Will Wilkinson is back from Turkey and it doesn’t look like he had a good time (something to do with goat rodeos). Apparently, like most places that aren’t here, retail prices in Turkey aren’t posted. Instead there’s an expectation that buyer and seller will negotiate a deal.
Will suggests the equilibrium quantity is less under “haggling” than under Walmart-like posted pricing. His argument is that buyers don’t exactly know their value of the good in question, posted prices are information about the buyer’s own value of that good and, given ambiguity aversion, the haggling system reduces quantity.
Clearly, people are uncertain about the value of goods to them and because they don’t have the good yet, they’re uncertain about their uncertainty (i.e. the probability they’ll have positive surplus from buying the good is unknown).
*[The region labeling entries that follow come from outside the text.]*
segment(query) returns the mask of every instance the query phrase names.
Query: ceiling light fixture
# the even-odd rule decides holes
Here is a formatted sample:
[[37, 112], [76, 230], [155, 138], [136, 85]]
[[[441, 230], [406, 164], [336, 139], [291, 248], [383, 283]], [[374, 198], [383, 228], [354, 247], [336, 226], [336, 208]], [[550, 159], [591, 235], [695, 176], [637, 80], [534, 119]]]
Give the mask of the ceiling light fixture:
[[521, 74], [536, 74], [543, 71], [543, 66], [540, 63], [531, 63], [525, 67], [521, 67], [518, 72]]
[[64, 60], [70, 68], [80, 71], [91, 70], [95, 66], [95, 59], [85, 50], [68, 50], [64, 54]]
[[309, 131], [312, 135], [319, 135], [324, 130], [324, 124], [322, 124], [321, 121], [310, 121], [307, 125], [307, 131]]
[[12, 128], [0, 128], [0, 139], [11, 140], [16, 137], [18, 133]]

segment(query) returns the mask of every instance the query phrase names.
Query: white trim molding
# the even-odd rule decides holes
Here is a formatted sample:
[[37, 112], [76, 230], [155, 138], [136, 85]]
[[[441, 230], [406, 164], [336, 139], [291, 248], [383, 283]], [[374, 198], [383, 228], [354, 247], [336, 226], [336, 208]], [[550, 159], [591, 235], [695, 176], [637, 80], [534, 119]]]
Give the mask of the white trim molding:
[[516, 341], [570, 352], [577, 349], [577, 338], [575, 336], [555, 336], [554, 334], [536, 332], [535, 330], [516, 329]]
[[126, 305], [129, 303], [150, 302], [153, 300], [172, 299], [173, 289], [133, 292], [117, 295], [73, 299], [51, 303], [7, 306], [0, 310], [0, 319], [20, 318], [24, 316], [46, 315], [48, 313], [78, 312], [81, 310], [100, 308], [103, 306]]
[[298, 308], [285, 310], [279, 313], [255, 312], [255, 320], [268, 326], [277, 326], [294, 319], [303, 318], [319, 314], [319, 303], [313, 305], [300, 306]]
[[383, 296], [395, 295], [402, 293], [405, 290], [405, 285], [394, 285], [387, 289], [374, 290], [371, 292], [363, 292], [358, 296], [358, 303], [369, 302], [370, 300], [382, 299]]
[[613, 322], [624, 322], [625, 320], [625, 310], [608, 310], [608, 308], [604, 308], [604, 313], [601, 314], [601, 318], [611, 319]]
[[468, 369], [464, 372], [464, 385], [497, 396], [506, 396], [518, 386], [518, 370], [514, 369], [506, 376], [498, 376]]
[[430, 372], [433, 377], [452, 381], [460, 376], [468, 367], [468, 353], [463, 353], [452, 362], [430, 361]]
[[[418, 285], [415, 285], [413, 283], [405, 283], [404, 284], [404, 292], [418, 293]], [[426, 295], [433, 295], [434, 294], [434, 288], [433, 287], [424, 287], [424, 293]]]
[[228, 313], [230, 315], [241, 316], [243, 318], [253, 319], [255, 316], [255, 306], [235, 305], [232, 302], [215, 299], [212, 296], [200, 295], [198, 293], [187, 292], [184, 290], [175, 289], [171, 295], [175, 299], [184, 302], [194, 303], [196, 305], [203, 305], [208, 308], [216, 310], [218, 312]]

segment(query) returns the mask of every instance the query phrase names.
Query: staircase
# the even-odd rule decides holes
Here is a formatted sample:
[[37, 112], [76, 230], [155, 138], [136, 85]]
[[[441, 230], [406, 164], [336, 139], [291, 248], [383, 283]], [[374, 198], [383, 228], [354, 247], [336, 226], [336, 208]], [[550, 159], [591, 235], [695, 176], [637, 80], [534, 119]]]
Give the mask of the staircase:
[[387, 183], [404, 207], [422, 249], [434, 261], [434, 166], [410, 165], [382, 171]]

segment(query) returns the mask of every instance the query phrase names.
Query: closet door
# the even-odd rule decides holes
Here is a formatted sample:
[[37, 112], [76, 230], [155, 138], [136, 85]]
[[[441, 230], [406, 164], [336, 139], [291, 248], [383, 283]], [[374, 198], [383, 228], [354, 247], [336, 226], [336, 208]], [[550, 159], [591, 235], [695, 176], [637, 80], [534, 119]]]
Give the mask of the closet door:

Lots of economists believe people have ambiguity aversion and given how much attention the theorists are given it these days, I assume its grounded in some serious results in psychology ((or more likely the math is neat)).
Its not so clear that a posted price would help the buyer reduce his ambiguity, though. Post bargaining, the price is not uncertain, so the remaining (post bargaining, pre purchase) ambiguity is the same under both pricing systems. Its not clear, then, why posted prices would reduce ambiguity.
Maybe Will is thinking that the transaction costs under haggling systems are higher and this would imply lower equilibrium quantity. But what was all that about asymmetric information and uncertainty about surplus?
I think Will’s on to something. Especially if we lived in a culture that made haggling into sport and we actually got enjoyment out of participating in it, but in any case, those transaction costs wouldn’t be that large… Maybe some micro dude(tte) will pick this up and run with it?